Lowering the dose of key medicine can reduce stress-induced relapse
By Sohini Roy
Cocaine is a highly addictive stimulant that is frequently abused in the United States despite stringent regulation under the Controlled Substances Act. Cocaine use disorder, a condition characterized by repeated and compulsive use and dependence on cocaine, often results in severe physiological and psychological problems, and can even result in death through overdose.
Cocaine works by targeting the critical neurotransmitter norepinephrine. Following its release from neurons, norepinephrine binds to autoreceptors—receptors on the very cells the neurotransmitter was released from—in a form of inhibitory regulation called negative feedback, eliminating excess norepinephrine and maintaining homeostasis. Cocaine deactivates these inhibitory receptors to increase the level of norepinephrine in the system, promoting CUD.
Although cocaine addiction is treatable, many people relapse before they can attain long-term sobriety. One of the major contributing factors in relapse is stress. At present, there are no medications approved by the U.S. Food and Drug Administration to treat CUD and consequent relapse. However, based on current knowledge, clinicians administer pharmacological agents that target various neurotransmitters to relieve withdrawal symptoms and help the patients feel relaxed.
One such drug administered in substance abuse patients is guanfacine. Although helpful for reducing stress-induced craving in patients in clinical trials, guanfacine has failed to curb CUD relapse rates. A recent publication from the lab of Danny Winder (Pharmacology), published in Nature Neuropsychopharmacology, investigated the molecular mechanism underlying the action of guanfacine to better understand how it modulates brain circuitry to induce stress-induced CUD relapse.
Guanfacine works by activating an inhibitory autoreceptor, α2a, to inhibit norepinephrine release from neurons. This prevents the activation of a key region in the brain known as the bed nucleus of the stria terminalis, which drives stress-induced relapse. However, a high dose of guanfacine can override the inhibitory signals and aberrantly stimulate α2a heteroreceptors, norepinephrine receptors responsive to the neurotransmitter if it arrives from non-self sources. The heteroreceptors, expressed on neurons and cells in the BNST, couple with different downstream signaling molecules to produce anxiety-like responses, thus dampening the clinical efficacy of guanfacine.

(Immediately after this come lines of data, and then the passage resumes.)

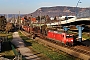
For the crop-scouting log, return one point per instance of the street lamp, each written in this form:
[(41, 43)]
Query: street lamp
[(77, 6)]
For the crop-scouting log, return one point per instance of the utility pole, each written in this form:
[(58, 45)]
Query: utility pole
[(77, 8)]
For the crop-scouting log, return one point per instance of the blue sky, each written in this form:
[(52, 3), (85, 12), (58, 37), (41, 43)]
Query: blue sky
[(29, 6)]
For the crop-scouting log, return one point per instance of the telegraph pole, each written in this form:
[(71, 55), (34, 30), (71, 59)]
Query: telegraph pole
[(77, 8), (19, 20)]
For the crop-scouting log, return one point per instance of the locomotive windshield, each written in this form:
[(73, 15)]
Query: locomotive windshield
[(69, 36)]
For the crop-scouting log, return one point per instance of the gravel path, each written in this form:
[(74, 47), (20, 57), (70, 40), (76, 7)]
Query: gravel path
[(26, 52)]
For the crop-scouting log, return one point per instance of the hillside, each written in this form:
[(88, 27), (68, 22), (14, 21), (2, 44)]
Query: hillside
[(57, 11)]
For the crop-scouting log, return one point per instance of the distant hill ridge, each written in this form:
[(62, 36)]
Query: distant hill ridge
[(57, 11)]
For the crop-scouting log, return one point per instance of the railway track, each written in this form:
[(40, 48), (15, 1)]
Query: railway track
[(76, 51)]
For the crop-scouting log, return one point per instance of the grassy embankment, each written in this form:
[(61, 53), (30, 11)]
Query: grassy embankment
[(7, 50), (44, 52)]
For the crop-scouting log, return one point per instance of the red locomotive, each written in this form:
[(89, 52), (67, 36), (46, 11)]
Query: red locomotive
[(67, 39)]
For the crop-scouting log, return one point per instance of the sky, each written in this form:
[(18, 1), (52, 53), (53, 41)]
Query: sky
[(29, 6)]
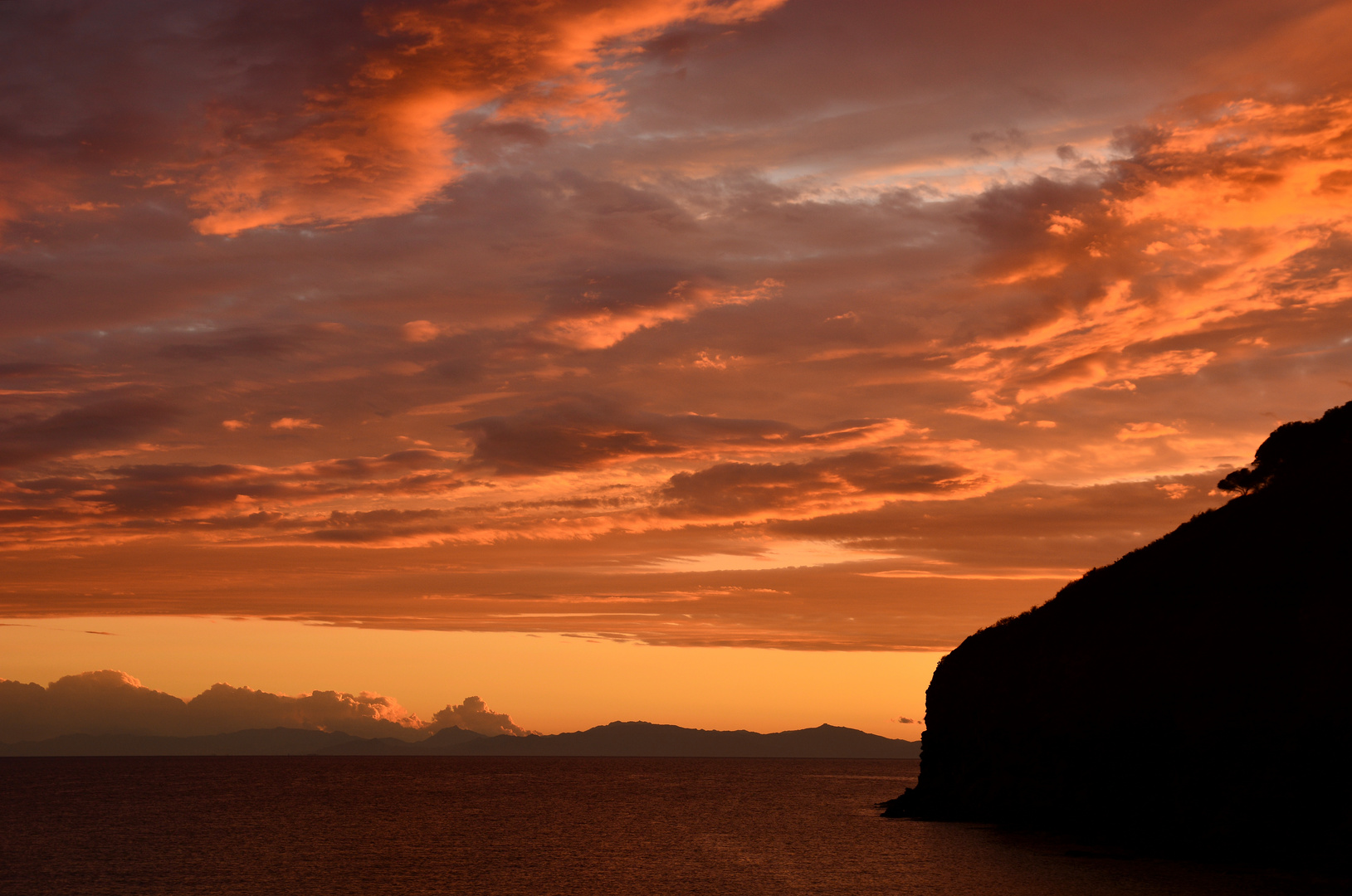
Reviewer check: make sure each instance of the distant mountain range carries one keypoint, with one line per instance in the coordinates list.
(617, 738)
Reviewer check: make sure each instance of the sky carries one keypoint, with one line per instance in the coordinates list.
(718, 363)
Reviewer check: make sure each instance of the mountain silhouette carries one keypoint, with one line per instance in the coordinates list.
(617, 738)
(1139, 702)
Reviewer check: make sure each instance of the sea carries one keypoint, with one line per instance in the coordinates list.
(537, 826)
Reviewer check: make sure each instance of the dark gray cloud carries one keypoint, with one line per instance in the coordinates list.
(29, 436)
(111, 702)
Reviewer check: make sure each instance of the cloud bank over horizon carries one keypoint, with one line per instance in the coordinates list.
(111, 702)
(681, 322)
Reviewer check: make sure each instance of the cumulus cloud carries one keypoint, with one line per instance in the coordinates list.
(113, 702)
(677, 291)
(472, 713)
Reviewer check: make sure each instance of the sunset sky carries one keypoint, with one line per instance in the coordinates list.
(717, 363)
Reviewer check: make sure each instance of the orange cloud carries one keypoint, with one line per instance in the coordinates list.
(1210, 218)
(380, 142)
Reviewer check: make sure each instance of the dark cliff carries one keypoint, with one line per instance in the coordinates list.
(1128, 704)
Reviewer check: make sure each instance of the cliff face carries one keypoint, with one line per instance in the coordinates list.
(1128, 703)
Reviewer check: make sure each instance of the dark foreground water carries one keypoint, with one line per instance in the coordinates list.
(495, 826)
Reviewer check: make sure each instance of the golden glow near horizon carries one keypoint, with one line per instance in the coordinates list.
(700, 341)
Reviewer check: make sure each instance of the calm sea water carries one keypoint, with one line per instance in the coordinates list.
(495, 826)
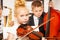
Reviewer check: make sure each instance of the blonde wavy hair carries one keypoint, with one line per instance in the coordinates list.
(19, 3)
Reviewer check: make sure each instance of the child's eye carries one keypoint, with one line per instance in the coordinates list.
(21, 15)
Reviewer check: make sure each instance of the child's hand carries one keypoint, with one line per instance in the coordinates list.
(51, 4)
(11, 36)
(11, 23)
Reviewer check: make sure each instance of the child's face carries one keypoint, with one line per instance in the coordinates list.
(37, 11)
(0, 11)
(22, 15)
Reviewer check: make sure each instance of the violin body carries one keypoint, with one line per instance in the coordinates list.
(21, 32)
(54, 24)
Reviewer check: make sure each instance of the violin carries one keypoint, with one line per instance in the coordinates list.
(24, 31)
(33, 35)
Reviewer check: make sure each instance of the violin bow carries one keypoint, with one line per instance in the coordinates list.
(37, 27)
(48, 24)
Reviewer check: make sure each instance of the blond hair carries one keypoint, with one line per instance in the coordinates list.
(19, 3)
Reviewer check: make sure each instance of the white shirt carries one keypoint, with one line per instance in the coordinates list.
(36, 21)
(11, 30)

To understand the contribution of auto- versus heteroreceptors in stress-induced relapse, recent Ph.D. graduate and first author Rafael Perez genetically manipulated mice so that they expressed either α2aautoreceptors, both auto- and heteroreceptors or no α2a receptors. The mice then underwent a test in which relapse is indicated by the amount of time a mouse spends in a place associated with a stimulant, in this case, cocaine. Results showed that α2a heteroreceptors, and not autoreceptors, are required for stress-induced reinstatement of cocaine-seeking behavior since only a small fraction of mice lacking the heteroreceptors relapsed.
Next, using advanced neuroscientific experimental strategies, Perez and colleagues induced the acute activation of the BNST, mimicking the brain after a high or acute dose of guanfacine. BNST activation clearly resulted in stress-induced CUD relapse, suggesting that a high dose of guanfacine can override negative cues from autoreceptors and aberrantly activate the BNST, resulting in stress-induced CUD relapse. Excitingly, using a low dose of the drug did not stimulate the heteroreceptors and successfully blocked stress-induced relapse.
This study throws light on the importance of using optimal drug doses in treating substance use disorders. Although further studies are warranted, the current study encourages low versus high doses of guanfacine in clinical trials to prevent stress-induced cocaine relapse in patients.